While refugee and asylum seeker numbers remained relatively flat from 2019, the number of people displaced within their own countries surged by more than 2 million to 48 million, the report said.
This was perhaps not surprising, given that the factors that generally force people to flee did not disappear during the pandemic, but the possibility to cross borders largely did.
Last year, at least 164 countries closed their borders because of COVID-19, and more than half of them made no exceptions for asylum seekers and refugees fleeing for their lives.
“In a situation of increased conflict and violence, in a situation in which borders have been difficult to cross because of COVID, inevitably the figure ... that has gone up is that of internally displaced people,” Grandi said.
Last year, more than 11 million people were newly displaced — slightly more than in 2019 — with most in just a handful of conflict-wracked countries and regions, the report showed.
They include Syria, which after more than a decade of war counts 13.5 million people displaced either inside or outside the country — more than half of its population and a sixth of the global displacement total.
More than two-thirds of the world’s refugees meanwhile come from just five countries: Syria, Venezuela, Afghanistan, South Sudan and Myanmar.

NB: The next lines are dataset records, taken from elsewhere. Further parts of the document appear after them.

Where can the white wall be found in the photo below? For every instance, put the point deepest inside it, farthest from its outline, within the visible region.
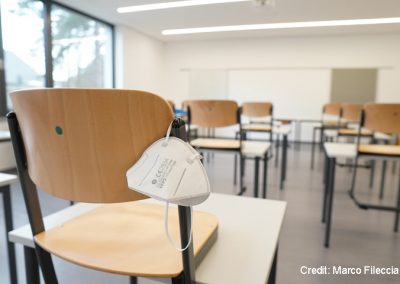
(313, 55)
(139, 61)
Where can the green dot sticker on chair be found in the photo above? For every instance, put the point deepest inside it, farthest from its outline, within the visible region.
(59, 130)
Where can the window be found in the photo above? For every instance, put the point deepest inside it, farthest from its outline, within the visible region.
(82, 50)
(23, 44)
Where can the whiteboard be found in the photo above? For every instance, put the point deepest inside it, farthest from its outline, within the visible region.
(295, 93)
(208, 84)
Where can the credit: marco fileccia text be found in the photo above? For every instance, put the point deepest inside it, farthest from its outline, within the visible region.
(349, 270)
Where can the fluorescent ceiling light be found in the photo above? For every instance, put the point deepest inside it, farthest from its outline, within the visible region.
(272, 26)
(176, 4)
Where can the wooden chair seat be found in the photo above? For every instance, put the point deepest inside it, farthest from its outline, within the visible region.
(354, 132)
(257, 127)
(255, 148)
(139, 247)
(249, 148)
(383, 150)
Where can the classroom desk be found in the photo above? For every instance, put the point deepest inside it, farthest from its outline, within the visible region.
(244, 252)
(249, 149)
(280, 130)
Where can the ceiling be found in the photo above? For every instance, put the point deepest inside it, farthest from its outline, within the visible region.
(153, 22)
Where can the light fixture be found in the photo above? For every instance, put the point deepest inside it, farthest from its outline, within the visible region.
(175, 4)
(290, 25)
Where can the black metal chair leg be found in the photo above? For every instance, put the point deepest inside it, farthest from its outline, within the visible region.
(397, 218)
(256, 172)
(265, 176)
(235, 170)
(272, 273)
(241, 175)
(9, 227)
(382, 189)
(331, 187)
(313, 149)
(31, 266)
(372, 174)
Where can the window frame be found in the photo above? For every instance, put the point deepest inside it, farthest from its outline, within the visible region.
(48, 47)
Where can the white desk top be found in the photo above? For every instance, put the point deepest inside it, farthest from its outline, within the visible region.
(341, 150)
(6, 179)
(382, 136)
(255, 148)
(282, 129)
(248, 235)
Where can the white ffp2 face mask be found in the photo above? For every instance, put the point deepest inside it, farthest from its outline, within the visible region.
(170, 170)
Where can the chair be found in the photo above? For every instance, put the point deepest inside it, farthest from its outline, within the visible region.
(384, 118)
(172, 105)
(329, 120)
(225, 113)
(77, 144)
(260, 116)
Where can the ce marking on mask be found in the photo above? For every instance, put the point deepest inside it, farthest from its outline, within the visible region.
(163, 171)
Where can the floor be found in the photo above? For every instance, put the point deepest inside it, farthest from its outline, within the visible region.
(358, 237)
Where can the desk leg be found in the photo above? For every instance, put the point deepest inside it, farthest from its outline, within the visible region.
(313, 148)
(9, 227)
(384, 166)
(31, 266)
(321, 138)
(283, 162)
(299, 135)
(272, 273)
(256, 170)
(397, 218)
(325, 194)
(331, 185)
(235, 170)
(265, 175)
(372, 174)
(277, 146)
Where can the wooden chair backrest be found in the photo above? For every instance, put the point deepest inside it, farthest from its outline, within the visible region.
(213, 113)
(352, 112)
(172, 105)
(257, 109)
(382, 117)
(332, 109)
(79, 143)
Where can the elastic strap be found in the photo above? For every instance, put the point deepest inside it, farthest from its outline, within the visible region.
(168, 134)
(167, 231)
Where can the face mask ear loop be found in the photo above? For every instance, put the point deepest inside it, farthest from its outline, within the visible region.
(167, 231)
(168, 134)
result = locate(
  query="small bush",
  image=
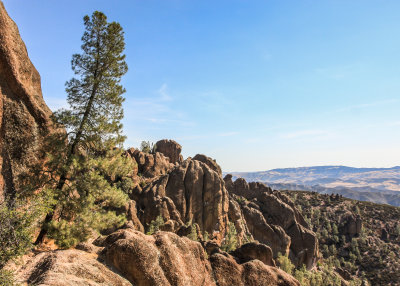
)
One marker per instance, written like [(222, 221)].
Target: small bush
[(230, 242), (284, 263), (15, 233), (6, 278), (155, 225)]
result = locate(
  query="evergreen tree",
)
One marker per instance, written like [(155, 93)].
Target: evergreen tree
[(84, 195)]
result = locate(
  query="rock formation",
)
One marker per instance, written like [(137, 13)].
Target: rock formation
[(170, 149), (24, 116), (167, 259), (67, 267), (190, 193), (272, 219), (149, 165)]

A number of new crises have also sparked significant displacement, the report said, pointing to Ethiopia’s violence-hit Tigray region, which accounted for an exodus into Sudan of more 54,000 people in the final months of last year alone.
Hundreds of thousands of people also fled violence in northern Mozambique, while hundreds of thousands more were freshly displaced in Africa’s restive Sahel region.
The vast majority of the world’s refugees are hosted in countries neighboring crisis areas, mainly in poorer parts of the world.
Turkey remained the host of the world’s largest refugee population totaling some 3.7 million, followed by Colombia with 1.7 million, Pakistan and Uganda with 1.4 million each, and Germany with 1.2 million.